= Commission on Parliamentary Reform =

The Commission on Parliamentary Reform was an independent group, established in October 2016 by Ken Macintosh, the Presiding Officer of the Scottish Parliament. It is chaired by John McCormick and published its report, with recommendations, on 20 June 2017.

==Background==
When the Scottish Parliament was set up in 1999, a Consultative Steering Group developed some of the parliamentary structures and procedures. Changes in technology since the Parliament was formed have affected how civil society engages with it. Macintosh’s predecessor Tricia Marwick had also tried to look at how the parliament functioned.

==Remit and schedule==
The Commission was asked to consider how the Parliament scrutinises legislation, how the committee system functions and the extent of the parliament's independence from the Scottish government.

The commission met for first time on 7 November 2016. In January the committee took evidence from two former Labour First Ministers Jack McConnell and Henry McLeish. The Commission will publish its report, with recommendations to the Presiding Officer, on Tuesday 20 June 2017 at 10.00 am.

==Commission membership==
John McCormick was announced as chair, ahead of his retirement from the Electoral Commissioner for Scotland in December 2016.

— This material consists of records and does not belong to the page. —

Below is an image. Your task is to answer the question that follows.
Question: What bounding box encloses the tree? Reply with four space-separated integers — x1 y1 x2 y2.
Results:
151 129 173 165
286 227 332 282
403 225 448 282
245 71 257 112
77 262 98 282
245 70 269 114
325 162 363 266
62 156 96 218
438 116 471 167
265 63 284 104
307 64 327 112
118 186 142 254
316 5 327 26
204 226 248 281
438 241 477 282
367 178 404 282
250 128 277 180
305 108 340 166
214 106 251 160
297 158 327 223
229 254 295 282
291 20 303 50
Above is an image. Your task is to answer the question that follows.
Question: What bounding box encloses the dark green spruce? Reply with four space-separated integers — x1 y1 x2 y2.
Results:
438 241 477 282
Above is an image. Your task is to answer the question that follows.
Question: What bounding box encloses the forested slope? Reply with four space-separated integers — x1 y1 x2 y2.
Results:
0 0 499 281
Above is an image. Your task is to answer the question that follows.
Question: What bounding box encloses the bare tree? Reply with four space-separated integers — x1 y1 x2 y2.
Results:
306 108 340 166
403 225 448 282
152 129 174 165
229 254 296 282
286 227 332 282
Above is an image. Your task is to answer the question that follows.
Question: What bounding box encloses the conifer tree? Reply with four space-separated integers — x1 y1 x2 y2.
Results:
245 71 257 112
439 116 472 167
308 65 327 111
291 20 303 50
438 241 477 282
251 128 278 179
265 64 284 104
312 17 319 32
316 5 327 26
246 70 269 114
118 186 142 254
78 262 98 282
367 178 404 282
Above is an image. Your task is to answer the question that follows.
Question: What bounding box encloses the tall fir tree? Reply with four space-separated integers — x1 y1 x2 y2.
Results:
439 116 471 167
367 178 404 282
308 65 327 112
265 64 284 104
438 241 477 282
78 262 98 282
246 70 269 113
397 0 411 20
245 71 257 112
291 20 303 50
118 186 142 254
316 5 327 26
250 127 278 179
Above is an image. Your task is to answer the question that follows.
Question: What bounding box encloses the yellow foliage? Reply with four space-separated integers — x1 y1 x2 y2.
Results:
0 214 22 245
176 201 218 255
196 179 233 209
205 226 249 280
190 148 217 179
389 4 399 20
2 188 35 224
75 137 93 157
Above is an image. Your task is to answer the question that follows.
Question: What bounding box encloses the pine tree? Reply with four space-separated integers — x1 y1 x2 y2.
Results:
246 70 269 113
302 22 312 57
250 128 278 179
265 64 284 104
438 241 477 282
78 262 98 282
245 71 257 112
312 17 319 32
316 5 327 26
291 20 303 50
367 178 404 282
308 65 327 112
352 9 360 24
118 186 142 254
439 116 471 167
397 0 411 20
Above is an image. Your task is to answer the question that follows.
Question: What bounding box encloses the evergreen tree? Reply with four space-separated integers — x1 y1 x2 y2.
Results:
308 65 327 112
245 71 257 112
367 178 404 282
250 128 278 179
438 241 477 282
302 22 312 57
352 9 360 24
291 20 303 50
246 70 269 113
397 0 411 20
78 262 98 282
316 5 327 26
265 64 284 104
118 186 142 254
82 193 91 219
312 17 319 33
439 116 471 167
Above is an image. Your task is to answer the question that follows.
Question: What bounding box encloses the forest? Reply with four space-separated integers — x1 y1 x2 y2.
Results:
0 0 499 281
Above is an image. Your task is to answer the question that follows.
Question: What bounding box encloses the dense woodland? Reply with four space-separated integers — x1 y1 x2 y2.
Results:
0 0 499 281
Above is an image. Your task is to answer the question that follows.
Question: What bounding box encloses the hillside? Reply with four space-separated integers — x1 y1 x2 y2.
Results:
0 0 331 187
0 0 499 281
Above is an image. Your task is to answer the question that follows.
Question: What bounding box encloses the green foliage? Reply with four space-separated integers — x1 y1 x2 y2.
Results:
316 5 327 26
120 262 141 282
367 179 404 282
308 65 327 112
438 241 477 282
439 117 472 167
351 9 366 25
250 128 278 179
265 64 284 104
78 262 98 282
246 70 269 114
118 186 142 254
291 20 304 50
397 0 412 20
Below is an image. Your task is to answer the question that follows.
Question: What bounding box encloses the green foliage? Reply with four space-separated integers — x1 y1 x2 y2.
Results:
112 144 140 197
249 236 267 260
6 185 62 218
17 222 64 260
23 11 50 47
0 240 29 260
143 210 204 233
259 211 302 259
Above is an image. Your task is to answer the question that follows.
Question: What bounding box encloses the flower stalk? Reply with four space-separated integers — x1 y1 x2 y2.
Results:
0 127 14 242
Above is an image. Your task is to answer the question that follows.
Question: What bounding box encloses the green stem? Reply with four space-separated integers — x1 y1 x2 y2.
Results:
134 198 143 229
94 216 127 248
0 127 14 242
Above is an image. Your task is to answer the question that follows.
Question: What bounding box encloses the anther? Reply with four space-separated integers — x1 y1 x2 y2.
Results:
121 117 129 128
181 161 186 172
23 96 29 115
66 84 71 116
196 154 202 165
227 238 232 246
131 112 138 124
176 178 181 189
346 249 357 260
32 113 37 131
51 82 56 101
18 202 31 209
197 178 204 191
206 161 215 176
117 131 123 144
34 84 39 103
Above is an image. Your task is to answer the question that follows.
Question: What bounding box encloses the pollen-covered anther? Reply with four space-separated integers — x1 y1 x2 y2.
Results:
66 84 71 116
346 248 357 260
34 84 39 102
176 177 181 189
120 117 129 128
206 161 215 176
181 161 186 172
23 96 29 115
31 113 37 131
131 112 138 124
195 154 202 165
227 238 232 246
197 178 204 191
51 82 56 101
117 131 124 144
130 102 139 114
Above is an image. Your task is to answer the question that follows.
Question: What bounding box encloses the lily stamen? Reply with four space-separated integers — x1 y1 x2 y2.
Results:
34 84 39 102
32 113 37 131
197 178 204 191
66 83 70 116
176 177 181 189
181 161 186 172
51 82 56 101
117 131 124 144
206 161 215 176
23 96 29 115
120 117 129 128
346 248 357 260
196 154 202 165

Other members of the commission were:
- Katie Burke MSYP
- Pam Duncan-Glancy, disability, equality and human rights activist
- Very Rev Dr Lorna Hood, former Moderator of the General Assembly of the Church of Scotland
- Geoff Mawdsley, director of Reform Scotland
- Professor Boyd Robertson, Principal of Sabhal Mòr Ostaig, UHI, the National Centre for Gaelic Language and Culture

The commission had support from all the party leaders in the Scottish Parliament. The members nominated by their parties to sit on the commission are:
- Fiona McLeod, former Scottish National Party MSP
- Jackson Carlaw, Scottish Conservative and Unionist Party MSP
- Johann Lamont, Scottish Labour MSP
- John Finnie, Scottish Green Party MSP
- Jeremy Purvis, former Scottish Liberal Democrats MSP (October-December 2016)
- John Edward, Scottish Liberal Democrats, former Head of the European Parliament Office in Scotland (January-June 2017)

==Recommendations==
There were recommendations around the effective use of chamber time, included ceasing the practice of using scripted diary questions from party leaders to open First Minister's Questions (FMQs). The report suggested scrapping the requirement for selected questions to be published ahead of the session and granting the Presiding Officer the power to rule out questions "which do other than seek to genuinely scrutinise the minister".